Guardian angel folic acid
- 12 Months ago
A high intake of folic acid may reduce the risk of colon cancer, according to a brief report in this year's first issue of Nutriview, a newsletter on the role of micronutrients in nutrition and health. A study done on more than 88,000 women showed that women who consumed more than 400 mcmgs of folic acid per day had less chance of getting colon cancer than those who took less than 200 mcmgs of folic acid per day.
Folic acid may also have an important role in preventing heart disease. Blood homocysteine levels have been indicated as a risk factor for heart disease. Some studies have shown that folic acid reduces the blood homocysteine levels, while some others have shown that people who have higher levels of blood homocysteine eat lesser amounts of folate-rich foods. Women with a low intake of folic acid were found to have double the risk of premature delivery and low infant birth weight. Infants who are born with low weight have greater chances of developing degenerative diseases in their adulthood.

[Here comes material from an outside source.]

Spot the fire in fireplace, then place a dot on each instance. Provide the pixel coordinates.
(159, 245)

Folic acid deficiency is also shown to be associated with neural tube defects (birth defects occurring in the brain and spinal cord) and pregnancy loss in genetically-predisposed individuals. India has one of the highest number of neural tube defects. To prevent this, folic acid levels have to be built up prior to pregnancy. The importance of folic acid in the early stage of pregnancy and even at the time of conception has now been established.

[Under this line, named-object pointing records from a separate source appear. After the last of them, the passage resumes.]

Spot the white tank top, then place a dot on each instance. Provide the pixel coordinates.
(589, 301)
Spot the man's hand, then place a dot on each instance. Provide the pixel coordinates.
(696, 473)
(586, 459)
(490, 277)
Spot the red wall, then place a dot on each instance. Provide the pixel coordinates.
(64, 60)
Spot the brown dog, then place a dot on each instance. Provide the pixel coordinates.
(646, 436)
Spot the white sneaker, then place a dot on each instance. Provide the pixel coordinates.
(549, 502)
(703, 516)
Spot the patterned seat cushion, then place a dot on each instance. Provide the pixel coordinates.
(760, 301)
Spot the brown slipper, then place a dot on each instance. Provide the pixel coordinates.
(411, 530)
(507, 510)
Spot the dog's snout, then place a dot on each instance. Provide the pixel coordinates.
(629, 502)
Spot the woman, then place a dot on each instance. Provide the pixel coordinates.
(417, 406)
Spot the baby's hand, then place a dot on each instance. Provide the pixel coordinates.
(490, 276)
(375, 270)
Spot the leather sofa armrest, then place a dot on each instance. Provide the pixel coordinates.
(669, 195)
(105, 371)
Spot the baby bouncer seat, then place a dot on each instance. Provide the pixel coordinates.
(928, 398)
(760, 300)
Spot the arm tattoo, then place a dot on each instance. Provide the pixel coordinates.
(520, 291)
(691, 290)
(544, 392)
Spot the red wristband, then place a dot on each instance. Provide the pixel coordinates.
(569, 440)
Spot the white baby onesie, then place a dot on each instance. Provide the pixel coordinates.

Folic acid (sometimes called folate) is a B-vitamin present in foods. It is required to build healthy red blood cells and genetic material. If there is less folic acid in the body, it can lead to a type of anemia. Folic acid is found in abundance in green leafy vegetables, pulses and liver. Among the pulses, channa, moong, lobia and urad are particularly high in folic acid. Among the green leafy vegetables, amaranth, spinach and mint are rich in folic acid. Cluster beans, ladies fingers and gingerly seeds are good sources of folic acid. If you eat 100 gm of any of these foods, you get more than 100 mcmgs of folic acid. Wheat germ and yeast also contain some amount of folic acid.
Unfortunately, part of the folic acid gets destroyed while cooking. It would be a good idea to eat some of these foods raw, specially sprouted pulses and mint which can be used in salads. Using whole wheat bread in place of white bread and tandoori rod and whole wheat chapati in place of naan and roomali will retain the wheat germ and give you more folic acid.

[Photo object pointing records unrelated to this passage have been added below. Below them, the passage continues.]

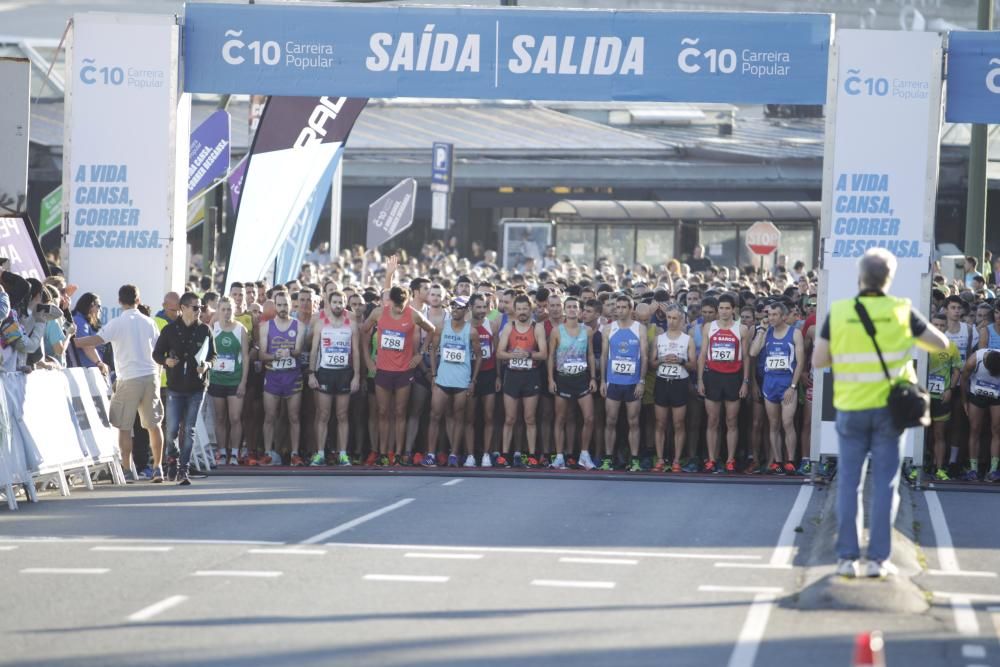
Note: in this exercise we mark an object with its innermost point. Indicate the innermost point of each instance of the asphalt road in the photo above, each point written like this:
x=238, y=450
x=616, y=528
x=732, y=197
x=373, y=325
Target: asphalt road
x=421, y=570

The international recommendation of folic acid intake is 170 to 200 mcmgs per day. Pregnant women need more folic acid - double the quantity - due to the large demands by the growing foetus. Therefore, folic acid supplements are normally recommended for them. During growth, demand for folate increases in infants and children. Some of the ready-to-eat foods have folic acid fortified in them. How much of it is absorbed and is useful for the body needs to be seen. Meanwhile, remember to eat right so that the body gets enough folic acid in order to prevent some major diseases. This is true more for young women who are yet to conceive because what they eat will decide how healthy their children will be!